Le génie de Janacek repose dans cette accessibilité hors norme. La musique fait de simples moments ordinaires comme une simple discussion entre trois hommes un vrai moment d’opéra. Cette musique est au service de ce monde onirique, le pari fou de ce compositeur est de réussir à retranscrire les bruits des animaux, mais aussi des sonorités si particulières à l’univers de la forêt. Janacek réussit par exemple à nous faire entendre la ronde des mouches grâce à un orchestre.
La mise en scène de André Engel quant à elle nous enchante par la beauté de ses décors, et l’intelligence des costumes. Une ribambelle de renards habillés simplement en orange apparait au milieu d’un champ de tournesols. Les yeux grands ouverts, on se laisse aller par l’histoire, on s’imagine renard, on voudrait s’approcher de ces tournesols. Fermons les yeux quelques instants, nous sommes éblouis par un vent de fraîcheur.
Cependant Janacek n’est pas romantique, bien au contraire. Chaque envolée lyrique s’arrête net, une déclaration d’amour au clair de lune si étrange ne nous donne pas envie de pleurer. En ce sens le compositeur s’oppose à la tradition de l’opéra, il s’oppose à Wagner. Ici il n’y a pas de sentimentaliste, le 19eme siècle est terminé. Plus de long discours remplis de pathos. S’opposant au « mensonge romantique » selon la formule de René Girard, Janacek réussit à nous émerveiller sans déballer de grands sentiments. C’est la simplicité qui nous touche.

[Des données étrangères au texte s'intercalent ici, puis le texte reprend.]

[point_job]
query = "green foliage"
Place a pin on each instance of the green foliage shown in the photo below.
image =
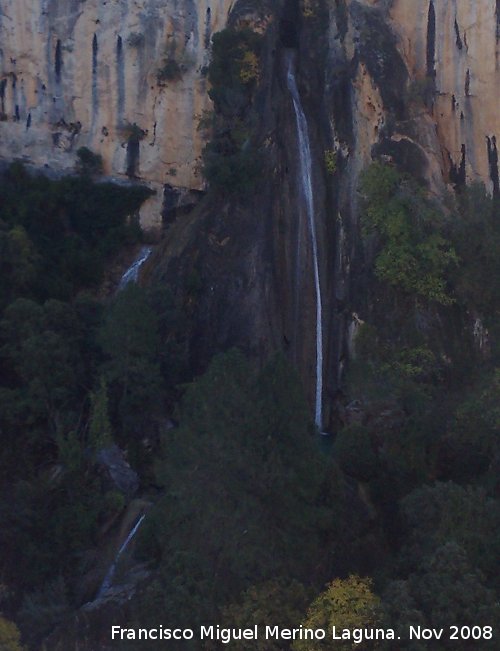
(445, 588)
(231, 161)
(242, 474)
(346, 603)
(413, 255)
(354, 452)
(100, 434)
(282, 602)
(445, 512)
(330, 161)
(130, 343)
(10, 637)
(43, 609)
(55, 236)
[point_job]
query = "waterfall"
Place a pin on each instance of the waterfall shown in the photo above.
(132, 273)
(108, 579)
(306, 181)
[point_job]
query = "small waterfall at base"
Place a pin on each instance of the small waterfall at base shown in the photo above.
(108, 579)
(306, 179)
(132, 273)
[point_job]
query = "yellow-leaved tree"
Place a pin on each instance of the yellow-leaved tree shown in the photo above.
(346, 604)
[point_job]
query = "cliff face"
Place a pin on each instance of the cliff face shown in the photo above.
(457, 43)
(78, 73)
(412, 82)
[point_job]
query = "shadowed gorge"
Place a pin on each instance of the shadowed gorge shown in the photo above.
(249, 325)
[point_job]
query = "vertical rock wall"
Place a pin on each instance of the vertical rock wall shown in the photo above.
(467, 77)
(80, 72)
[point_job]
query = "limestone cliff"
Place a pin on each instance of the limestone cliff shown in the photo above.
(81, 72)
(456, 43)
(413, 82)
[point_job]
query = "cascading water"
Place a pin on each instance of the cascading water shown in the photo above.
(108, 579)
(306, 181)
(132, 273)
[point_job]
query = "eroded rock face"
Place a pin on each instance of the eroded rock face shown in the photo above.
(457, 42)
(80, 72)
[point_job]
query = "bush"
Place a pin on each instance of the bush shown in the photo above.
(354, 452)
(413, 254)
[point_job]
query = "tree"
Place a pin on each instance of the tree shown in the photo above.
(278, 601)
(445, 512)
(248, 497)
(10, 637)
(346, 603)
(100, 427)
(412, 253)
(445, 590)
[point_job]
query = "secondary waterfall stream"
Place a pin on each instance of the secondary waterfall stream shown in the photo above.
(132, 273)
(306, 180)
(108, 579)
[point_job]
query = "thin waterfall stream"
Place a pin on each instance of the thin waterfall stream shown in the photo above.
(132, 273)
(108, 579)
(306, 180)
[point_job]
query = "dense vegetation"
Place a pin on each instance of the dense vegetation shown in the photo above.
(397, 524)
(231, 161)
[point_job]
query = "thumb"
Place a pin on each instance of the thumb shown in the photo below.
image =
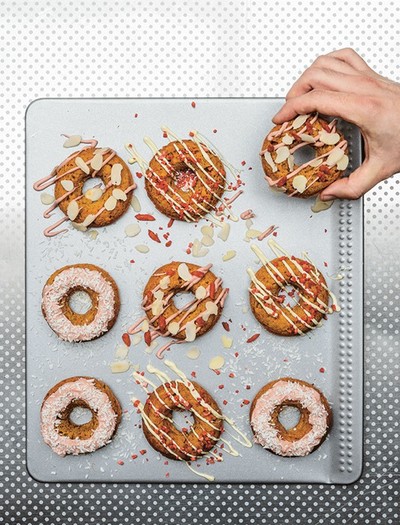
(353, 187)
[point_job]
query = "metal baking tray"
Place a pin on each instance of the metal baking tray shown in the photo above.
(331, 356)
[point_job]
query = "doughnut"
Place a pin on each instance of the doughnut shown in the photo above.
(312, 428)
(65, 437)
(159, 428)
(269, 307)
(330, 162)
(102, 290)
(193, 319)
(98, 206)
(185, 180)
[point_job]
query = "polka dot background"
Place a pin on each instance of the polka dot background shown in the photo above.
(187, 48)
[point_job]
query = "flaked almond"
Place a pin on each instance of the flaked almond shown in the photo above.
(164, 282)
(269, 160)
(343, 163)
(94, 194)
(226, 341)
(82, 165)
(287, 139)
(116, 174)
(329, 138)
(335, 156)
(88, 220)
(110, 203)
(299, 121)
(207, 240)
(193, 353)
(132, 230)
(201, 293)
(72, 210)
(97, 161)
(72, 141)
(307, 138)
(183, 272)
(119, 194)
(47, 199)
(300, 183)
(142, 248)
(68, 185)
(224, 232)
(190, 331)
(216, 362)
(230, 254)
(173, 327)
(315, 163)
(282, 154)
(135, 203)
(117, 367)
(207, 230)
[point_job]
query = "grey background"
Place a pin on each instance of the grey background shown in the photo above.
(157, 48)
(333, 237)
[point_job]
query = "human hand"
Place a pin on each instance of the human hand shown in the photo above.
(341, 84)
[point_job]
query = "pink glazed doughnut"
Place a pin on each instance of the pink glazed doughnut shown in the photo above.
(312, 428)
(65, 437)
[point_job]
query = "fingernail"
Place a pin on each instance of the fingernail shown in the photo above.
(325, 198)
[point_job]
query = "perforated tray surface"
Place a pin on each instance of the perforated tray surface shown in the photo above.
(330, 357)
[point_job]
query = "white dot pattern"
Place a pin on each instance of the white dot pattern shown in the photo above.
(188, 48)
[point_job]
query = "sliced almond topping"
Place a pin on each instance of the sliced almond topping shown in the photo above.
(193, 353)
(97, 161)
(132, 230)
(94, 194)
(201, 293)
(118, 367)
(207, 230)
(287, 139)
(299, 121)
(68, 185)
(329, 138)
(72, 141)
(226, 341)
(82, 165)
(142, 248)
(116, 174)
(89, 219)
(207, 240)
(110, 203)
(270, 162)
(225, 230)
(121, 352)
(135, 203)
(334, 157)
(119, 194)
(307, 138)
(343, 163)
(230, 254)
(216, 362)
(72, 210)
(190, 331)
(315, 163)
(164, 282)
(300, 183)
(321, 205)
(282, 154)
(47, 199)
(173, 328)
(183, 272)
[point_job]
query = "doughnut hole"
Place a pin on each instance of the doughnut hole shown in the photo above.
(183, 420)
(304, 155)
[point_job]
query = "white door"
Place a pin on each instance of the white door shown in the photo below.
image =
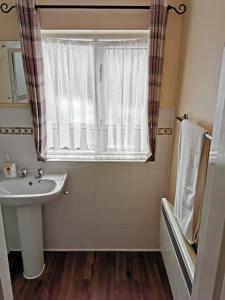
(208, 282)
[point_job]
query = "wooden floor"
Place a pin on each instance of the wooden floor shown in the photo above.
(94, 275)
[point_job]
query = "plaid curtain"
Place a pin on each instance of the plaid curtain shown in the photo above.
(158, 22)
(33, 66)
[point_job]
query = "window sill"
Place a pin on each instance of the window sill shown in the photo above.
(100, 158)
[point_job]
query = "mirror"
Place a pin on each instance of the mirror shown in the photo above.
(13, 88)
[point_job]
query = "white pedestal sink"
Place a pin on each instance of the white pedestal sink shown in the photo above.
(27, 195)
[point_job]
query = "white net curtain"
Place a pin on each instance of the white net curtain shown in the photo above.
(96, 97)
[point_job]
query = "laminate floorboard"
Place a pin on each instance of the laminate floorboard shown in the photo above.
(94, 276)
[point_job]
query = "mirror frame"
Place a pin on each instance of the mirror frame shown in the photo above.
(13, 104)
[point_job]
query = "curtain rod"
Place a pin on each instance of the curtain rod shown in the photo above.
(181, 9)
(185, 117)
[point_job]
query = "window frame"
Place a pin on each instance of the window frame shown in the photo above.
(89, 156)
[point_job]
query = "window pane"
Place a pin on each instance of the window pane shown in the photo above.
(125, 95)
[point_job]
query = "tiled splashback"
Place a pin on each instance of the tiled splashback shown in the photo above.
(109, 206)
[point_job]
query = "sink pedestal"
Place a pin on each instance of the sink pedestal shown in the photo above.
(31, 240)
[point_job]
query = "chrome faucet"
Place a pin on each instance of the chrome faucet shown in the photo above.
(23, 172)
(40, 173)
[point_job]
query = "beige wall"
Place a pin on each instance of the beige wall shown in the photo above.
(202, 45)
(55, 19)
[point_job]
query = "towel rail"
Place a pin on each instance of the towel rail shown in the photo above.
(185, 117)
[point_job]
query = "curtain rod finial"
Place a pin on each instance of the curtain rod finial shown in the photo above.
(181, 9)
(5, 8)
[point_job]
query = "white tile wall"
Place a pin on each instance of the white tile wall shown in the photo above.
(109, 206)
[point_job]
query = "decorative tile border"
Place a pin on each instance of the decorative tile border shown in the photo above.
(29, 131)
(16, 130)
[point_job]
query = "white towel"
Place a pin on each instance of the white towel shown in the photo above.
(191, 175)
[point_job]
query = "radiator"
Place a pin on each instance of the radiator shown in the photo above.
(178, 256)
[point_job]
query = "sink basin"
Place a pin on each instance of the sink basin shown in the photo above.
(28, 194)
(30, 191)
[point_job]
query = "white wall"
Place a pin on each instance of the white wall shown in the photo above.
(109, 206)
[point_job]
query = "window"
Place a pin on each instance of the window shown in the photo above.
(96, 94)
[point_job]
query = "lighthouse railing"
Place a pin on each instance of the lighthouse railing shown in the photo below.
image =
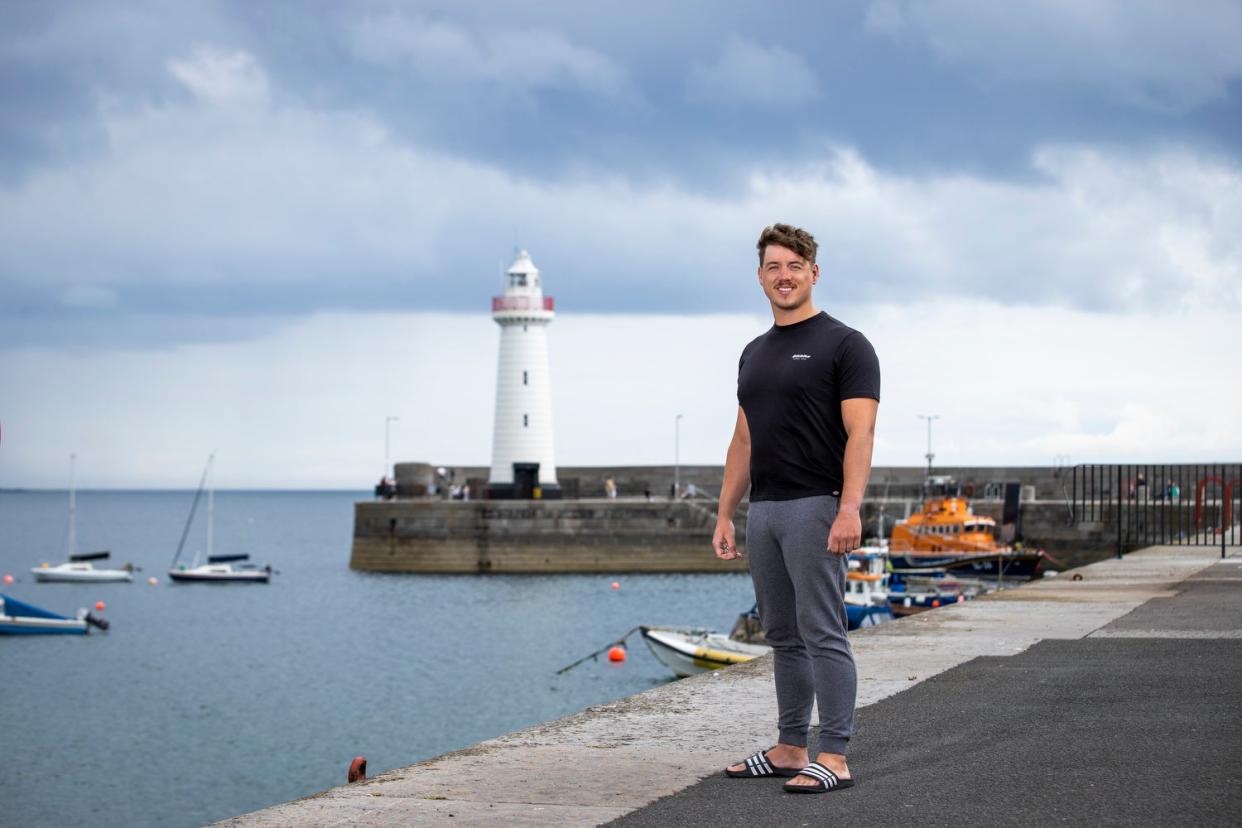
(522, 303)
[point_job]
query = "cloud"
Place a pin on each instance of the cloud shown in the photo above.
(222, 77)
(303, 405)
(201, 205)
(747, 73)
(530, 58)
(1142, 52)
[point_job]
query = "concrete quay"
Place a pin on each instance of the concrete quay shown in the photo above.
(1110, 694)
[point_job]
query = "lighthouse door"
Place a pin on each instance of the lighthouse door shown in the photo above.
(525, 478)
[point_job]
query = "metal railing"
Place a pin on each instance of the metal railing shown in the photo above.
(1186, 504)
(522, 303)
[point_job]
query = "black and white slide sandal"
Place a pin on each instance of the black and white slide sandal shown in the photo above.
(825, 781)
(759, 765)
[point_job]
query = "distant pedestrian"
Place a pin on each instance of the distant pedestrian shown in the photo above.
(807, 394)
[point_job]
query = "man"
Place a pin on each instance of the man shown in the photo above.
(807, 394)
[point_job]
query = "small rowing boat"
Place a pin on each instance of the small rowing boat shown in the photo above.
(688, 652)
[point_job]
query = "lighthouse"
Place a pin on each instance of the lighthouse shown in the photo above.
(523, 464)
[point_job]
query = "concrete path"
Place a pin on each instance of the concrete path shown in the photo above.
(1110, 699)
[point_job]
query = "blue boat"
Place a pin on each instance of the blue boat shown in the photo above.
(21, 618)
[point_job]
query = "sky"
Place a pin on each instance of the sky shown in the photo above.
(261, 229)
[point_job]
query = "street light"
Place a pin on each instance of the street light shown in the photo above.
(677, 456)
(929, 454)
(388, 421)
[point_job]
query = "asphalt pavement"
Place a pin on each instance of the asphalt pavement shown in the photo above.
(1137, 724)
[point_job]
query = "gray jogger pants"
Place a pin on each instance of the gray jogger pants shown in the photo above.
(800, 586)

La fin qui n’a rien d’une chute nous surprend. Est-ce vraiment comme ça que cela finit ? Sur une scène ordinaire qu’on pourrait presque qualifier de banale ? Pourtant n’est-ce pas là notre intérêt ultime ? Si le désir de culture est gratuit, la beauté de cet opéra repose sur son dépouillement. Cette fin nous invite même à nous demander si toute l’histoire n’était pas qu’un rêve. Cela ne doit pas nous déranger. Pourquoi toujours vouloir une fin tragique ou heureuse ? Et puis même pourquoi vouloir une fin ? Contentons-nous au moins d’un dénouement ordinaire. Finalement entre le moment où nous entrons à l’opéra et celui où nous en sortons, que s’est-il passé ? Pas grand-chose, rien d’utile à notre vie. Mais c’est certainement cette inutilité qui nous apporte, ce petit moment de rêve hors du temps.